ITF Announces New Changes To Grand Slam Tournaments

David Haggerty, the president of the ITF. (zimbio)

The International Tennis Federation has announced a number of new changes to grand slam tournaments that will have an impact on the 2018 and 2019 events.

The ITF announced the following changes that will be made to grand slams events in 2018 and 2019, starting with the Australian Open this season:

  • ‘It was Unanimously agreed to support 2018 Australian Open’s application to the ITF for a waiver of the 20 seconds between points required by the Rules of Tennis, in order to allow for enforcement of a strict 25 seconds utilizing a “serve/shot clock” system in line with that trialed at the 2017 US Open.’
  • ‘The timing of the pre-match warm-up will be strictly enforced (1 minute after walk-on to be ready for the pre-match meeting, followed by 5 minute warm-up, then 1 minute to be ready to start the match). Violation of this timing may subject a player to a fine up to $20,000.’
  • ‘Any main draw singles player who is unfit to play and who withdraws on-site after 12:00 noon on Thursday before the start of the Main Draw will now receive 50% of the First Round Prize Money in 2018. The replacement Lucky Loser will receive the remaining 50% plus any additional Prize Money earned thereafter.’
  • ‘Any player who competes in the first round main draw singles and retires or performs below professional standards, may now be subject to a fine up to first round Prize Money in 2018.’
  • ‘The 2018 Grand Slam tournaments will continue with 32 seeds in Singles and intend to revert to 16 seeds in 2019.’

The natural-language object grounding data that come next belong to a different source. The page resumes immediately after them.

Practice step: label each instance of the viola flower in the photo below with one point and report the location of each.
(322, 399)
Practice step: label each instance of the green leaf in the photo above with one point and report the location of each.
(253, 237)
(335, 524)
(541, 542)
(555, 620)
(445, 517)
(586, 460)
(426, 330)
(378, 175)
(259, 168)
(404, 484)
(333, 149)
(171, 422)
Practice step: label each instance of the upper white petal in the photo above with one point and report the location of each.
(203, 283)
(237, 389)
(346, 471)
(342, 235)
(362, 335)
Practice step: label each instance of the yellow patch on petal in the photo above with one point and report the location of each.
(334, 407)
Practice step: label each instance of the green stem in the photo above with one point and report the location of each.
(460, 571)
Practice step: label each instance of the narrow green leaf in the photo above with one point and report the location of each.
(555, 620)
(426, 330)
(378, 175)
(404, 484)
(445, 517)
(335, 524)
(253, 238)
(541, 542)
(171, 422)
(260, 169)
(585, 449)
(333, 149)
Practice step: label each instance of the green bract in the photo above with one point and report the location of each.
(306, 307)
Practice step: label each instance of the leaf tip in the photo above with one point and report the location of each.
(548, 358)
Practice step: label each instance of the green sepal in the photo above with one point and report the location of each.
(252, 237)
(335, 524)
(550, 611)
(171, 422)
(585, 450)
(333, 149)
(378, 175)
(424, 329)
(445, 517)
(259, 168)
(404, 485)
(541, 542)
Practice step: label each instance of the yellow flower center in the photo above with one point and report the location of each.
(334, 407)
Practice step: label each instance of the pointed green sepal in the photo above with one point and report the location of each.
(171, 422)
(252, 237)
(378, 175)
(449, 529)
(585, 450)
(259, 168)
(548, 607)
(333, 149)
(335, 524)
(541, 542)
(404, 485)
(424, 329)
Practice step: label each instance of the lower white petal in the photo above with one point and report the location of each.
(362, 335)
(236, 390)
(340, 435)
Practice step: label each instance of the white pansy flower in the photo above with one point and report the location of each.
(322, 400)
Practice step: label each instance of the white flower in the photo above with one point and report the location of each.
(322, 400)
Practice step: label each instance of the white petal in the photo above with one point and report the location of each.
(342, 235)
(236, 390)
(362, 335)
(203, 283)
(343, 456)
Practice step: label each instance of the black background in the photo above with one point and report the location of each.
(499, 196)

The new ruling from the ITF comes after the ATP experimented new rules at their recent ‘Next Gen Finals’ event in Milan a few weeks ago. This included a shot clock as well as strict pre-match timing.

However this announcement has sent shockwaves through tennis as nobody thought that these rules would be implemented at Grand Slam level so quickly.

The question now is How will these rules be welcomed by the players as the ITF has a history of making rule proposals without player permission.

Some of these new rules will be implemented at the Australian Open, which starts on the 15th of January.